部屋の中はまだダンボールがあちこちに置いてある。まだこっちに来たばっかりって言ってたから、荷物の整理が終わってないのか。ていうか、地獄からこっちの世界に来るのにも、ダンボールとかで引越し気分で来るの?
「……って、ぶっ!?」
部屋を見渡してて、思わず吹き出した。
普通に……ブラとパンツが放置されてるんだけど! 男ならどうしても目が行く神秘の布がぁ! あれが蓮の体を包んで……じゃない! 煩悩退散!
「なに?」
「男を部屋にあげるときは下着ぐらいしまっておけっての!」
「あはは! なんか可愛い反応するねー。社会人なんでしょ? ウブだね~」
こいつ、羞恥心ってもんがないのかよ! ていうか可愛いって……なんかからかわれてるじゃん! 俺のほうがいちおう歳上なんだぞ!

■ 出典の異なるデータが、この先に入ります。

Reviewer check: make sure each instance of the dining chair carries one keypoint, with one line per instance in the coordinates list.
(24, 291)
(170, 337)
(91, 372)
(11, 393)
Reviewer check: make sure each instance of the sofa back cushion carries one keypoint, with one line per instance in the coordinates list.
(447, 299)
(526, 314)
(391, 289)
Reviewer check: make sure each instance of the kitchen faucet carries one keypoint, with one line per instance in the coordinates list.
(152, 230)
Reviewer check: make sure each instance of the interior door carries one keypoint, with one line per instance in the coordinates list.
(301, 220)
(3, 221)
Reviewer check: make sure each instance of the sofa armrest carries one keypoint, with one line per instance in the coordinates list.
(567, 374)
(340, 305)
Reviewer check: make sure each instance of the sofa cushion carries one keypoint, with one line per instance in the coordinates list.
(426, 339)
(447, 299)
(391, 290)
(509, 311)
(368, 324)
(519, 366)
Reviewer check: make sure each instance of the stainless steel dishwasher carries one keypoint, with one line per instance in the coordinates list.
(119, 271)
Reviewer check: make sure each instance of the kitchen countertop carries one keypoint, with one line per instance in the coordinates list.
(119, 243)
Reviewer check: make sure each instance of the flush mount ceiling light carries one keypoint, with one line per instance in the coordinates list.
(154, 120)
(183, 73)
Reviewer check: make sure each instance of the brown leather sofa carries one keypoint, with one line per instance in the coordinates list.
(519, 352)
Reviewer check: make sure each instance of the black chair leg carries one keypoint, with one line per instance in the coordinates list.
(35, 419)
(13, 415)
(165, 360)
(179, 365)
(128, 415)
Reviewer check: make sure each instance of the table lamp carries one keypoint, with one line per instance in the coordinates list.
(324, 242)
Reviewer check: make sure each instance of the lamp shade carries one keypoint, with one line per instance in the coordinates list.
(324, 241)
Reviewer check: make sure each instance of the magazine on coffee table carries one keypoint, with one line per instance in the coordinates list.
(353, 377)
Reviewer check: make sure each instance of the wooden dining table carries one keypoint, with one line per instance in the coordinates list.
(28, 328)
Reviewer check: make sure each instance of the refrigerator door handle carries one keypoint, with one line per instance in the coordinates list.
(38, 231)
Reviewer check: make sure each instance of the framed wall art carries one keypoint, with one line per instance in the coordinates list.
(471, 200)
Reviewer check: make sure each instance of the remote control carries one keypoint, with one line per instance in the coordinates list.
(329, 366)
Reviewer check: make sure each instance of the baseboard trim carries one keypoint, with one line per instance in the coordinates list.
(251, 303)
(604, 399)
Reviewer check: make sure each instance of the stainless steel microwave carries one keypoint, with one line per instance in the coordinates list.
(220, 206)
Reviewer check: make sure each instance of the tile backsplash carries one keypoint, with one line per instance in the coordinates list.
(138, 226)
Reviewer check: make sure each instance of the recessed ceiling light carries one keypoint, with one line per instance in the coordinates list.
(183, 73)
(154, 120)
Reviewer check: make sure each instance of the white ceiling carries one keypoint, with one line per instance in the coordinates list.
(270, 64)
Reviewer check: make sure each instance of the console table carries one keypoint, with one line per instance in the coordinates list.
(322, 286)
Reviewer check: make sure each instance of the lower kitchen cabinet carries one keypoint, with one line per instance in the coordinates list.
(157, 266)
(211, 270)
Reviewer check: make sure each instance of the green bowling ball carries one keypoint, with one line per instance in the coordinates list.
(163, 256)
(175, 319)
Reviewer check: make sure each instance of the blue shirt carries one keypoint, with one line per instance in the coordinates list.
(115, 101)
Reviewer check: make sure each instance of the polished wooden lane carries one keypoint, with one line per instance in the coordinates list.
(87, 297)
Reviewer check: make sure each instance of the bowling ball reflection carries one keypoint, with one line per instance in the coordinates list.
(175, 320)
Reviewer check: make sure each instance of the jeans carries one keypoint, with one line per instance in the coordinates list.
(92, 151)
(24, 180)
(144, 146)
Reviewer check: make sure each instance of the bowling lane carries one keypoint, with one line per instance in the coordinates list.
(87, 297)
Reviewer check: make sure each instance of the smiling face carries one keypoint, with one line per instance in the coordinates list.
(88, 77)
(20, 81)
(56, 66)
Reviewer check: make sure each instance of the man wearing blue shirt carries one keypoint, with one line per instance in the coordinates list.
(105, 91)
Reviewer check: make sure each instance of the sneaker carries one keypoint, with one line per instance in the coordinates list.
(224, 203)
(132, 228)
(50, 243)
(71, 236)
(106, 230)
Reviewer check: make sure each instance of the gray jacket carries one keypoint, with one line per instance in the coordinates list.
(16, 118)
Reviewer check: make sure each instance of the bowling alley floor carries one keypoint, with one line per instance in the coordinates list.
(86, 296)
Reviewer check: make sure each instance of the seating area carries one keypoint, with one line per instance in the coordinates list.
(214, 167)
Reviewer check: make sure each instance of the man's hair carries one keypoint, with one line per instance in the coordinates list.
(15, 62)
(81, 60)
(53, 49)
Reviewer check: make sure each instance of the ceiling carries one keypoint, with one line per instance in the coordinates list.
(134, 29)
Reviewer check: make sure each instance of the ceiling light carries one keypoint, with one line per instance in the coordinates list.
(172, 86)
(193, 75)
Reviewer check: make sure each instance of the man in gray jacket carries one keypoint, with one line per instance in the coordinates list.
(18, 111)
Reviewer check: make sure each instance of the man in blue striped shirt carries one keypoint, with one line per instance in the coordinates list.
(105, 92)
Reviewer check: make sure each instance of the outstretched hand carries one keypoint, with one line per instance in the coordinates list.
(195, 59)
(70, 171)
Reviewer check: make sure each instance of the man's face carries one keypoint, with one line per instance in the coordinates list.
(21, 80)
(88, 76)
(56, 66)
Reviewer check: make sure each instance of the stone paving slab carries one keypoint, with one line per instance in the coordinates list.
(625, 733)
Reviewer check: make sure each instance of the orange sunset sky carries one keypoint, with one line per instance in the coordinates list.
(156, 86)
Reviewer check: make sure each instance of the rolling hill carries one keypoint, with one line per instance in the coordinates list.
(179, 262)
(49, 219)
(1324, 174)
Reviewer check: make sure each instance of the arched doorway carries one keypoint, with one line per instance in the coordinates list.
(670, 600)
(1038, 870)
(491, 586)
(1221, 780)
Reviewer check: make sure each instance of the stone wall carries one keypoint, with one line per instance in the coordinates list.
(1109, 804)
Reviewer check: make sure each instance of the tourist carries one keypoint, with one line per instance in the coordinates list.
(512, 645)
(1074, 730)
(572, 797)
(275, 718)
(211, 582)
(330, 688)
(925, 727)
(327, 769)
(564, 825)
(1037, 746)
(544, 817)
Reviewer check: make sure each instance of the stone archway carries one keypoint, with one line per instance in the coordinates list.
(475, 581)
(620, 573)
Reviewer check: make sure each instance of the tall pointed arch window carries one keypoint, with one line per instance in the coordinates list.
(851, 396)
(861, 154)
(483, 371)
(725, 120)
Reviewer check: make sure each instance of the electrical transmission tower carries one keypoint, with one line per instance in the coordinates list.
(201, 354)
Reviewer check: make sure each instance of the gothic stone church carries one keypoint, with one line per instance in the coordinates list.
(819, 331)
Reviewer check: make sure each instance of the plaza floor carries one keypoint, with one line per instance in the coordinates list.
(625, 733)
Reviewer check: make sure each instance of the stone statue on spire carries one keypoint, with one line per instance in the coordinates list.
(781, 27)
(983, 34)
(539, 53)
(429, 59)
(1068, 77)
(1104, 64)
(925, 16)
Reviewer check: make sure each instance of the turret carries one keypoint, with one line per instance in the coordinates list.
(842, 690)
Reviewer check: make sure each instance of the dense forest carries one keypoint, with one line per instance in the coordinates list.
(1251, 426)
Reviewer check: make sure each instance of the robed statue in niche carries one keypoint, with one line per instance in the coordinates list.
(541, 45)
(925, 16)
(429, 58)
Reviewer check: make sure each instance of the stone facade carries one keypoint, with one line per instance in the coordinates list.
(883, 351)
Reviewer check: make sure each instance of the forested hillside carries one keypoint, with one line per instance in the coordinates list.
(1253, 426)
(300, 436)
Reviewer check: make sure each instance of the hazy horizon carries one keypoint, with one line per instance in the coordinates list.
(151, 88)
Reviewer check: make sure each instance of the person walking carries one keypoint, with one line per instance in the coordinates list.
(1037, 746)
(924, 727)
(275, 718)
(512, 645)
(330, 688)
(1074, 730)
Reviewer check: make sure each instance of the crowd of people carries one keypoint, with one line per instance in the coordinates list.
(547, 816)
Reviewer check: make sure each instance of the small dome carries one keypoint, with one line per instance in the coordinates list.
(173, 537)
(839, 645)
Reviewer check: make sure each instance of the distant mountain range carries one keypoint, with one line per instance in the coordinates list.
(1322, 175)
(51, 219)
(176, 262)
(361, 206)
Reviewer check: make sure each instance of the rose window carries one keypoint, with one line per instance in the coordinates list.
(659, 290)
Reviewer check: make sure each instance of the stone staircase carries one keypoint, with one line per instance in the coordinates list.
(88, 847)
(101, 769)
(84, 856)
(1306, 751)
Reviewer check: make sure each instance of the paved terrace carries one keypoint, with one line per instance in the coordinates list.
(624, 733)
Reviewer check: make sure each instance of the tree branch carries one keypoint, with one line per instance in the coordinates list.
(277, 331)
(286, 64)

それとも俺が耐性なさすぎなのか? 恨むぞ。今までの俺の女っ気なし人生。
「でも、そんなの気にしない方がいいよー?」
「なんでだよ。つーかそんなのって……」
「だって、しばらく一緒に暮らすんだし」
「そんなのって俺にとってはかなり重要……って、は?」
……なんだって? 今とんでもないこと言わなかったか?
「……一緒に暮らす?」
「うん」
「……俺とお前が?」
「うん」
若い男女がひとつ屋根の下で二人っきりで暮らす?
そんな美味しい展開になっていいのか? ギャルゲー的な展開になっていいのか? そのまま仲良くなって最終的に――自主規制――。
……いや、駄目だろそれは!
「よしわかった。落ち着いて話そう。とりあえずおちけつ」
「おちけつ?」
めっちゃ動揺してるじゃねぇかよ俺。
「……一緒に暮らさないといけない理由は?」
「だって君、自分の家には戻れないよ?」
「え?」
当たり前のように言う蓮。そんなこと、俺は全く考えてなかった。
戻れないって……なんで?
「だって、今の君は生前の名前を捨ててるんだもん。生きてるときに関わった人たちの記憶から、君の存在は消えちゃってるんだよ?」
「……初耳なんだけど?」
「今言ったからねー」
相変わらず軽く言いやがるな。
確かに、俺は一回死んでる。本当ならもうこの世にいないはずの人間だ。
だからその理屈はわからなくもない。むしろ、当たり前とも言える。
でも……それじゃあ……。
「……俺が家に戻らないと、困る人がいるんだよ」
「え? 誰?」
「母さんだよ」
親父と兄貴はどうでもいい。
でも母さんだけは放っておけない。
マザコンとかじゃないぞ? 自分を産んでくれた人を大事にしてなにが悪い。
「俺の家さ、ちょっと生活に困ってるんだ。だから俺が必死に働いてたんだけど……俺がいなくなったら絶対に生活できなくなる。だから戻らないと……」
「……」
今日出会ったばかりの女の子になにを言ってるんだか。
自分でも馬鹿だと思う。別に笑われてもいい。
それでもそれが、俺が生きてきた理由なんだ。
蓮は俺が思ったとおり、笑った。
ただし、馬鹿にした笑いじゃない。
「君って本当に優しいね~」
優しい笑みだった。
「……どうせならもっと大げさにゲラゲラと笑ってくれ」
「なんで? お母さんを大事にしてるだけなのに、なんで笑うの?」
建前とかお世辞的なあれじゃない。
蓮は本気でそう思って、言っている。
俺の気持ちをわかってくれたのが……なにかすごく嬉しかった。
正直ちょっと泣きそうになった。
今まで誰にも相談できなかったからな……自分一人で抱え込んでるのがすごく苦しかった。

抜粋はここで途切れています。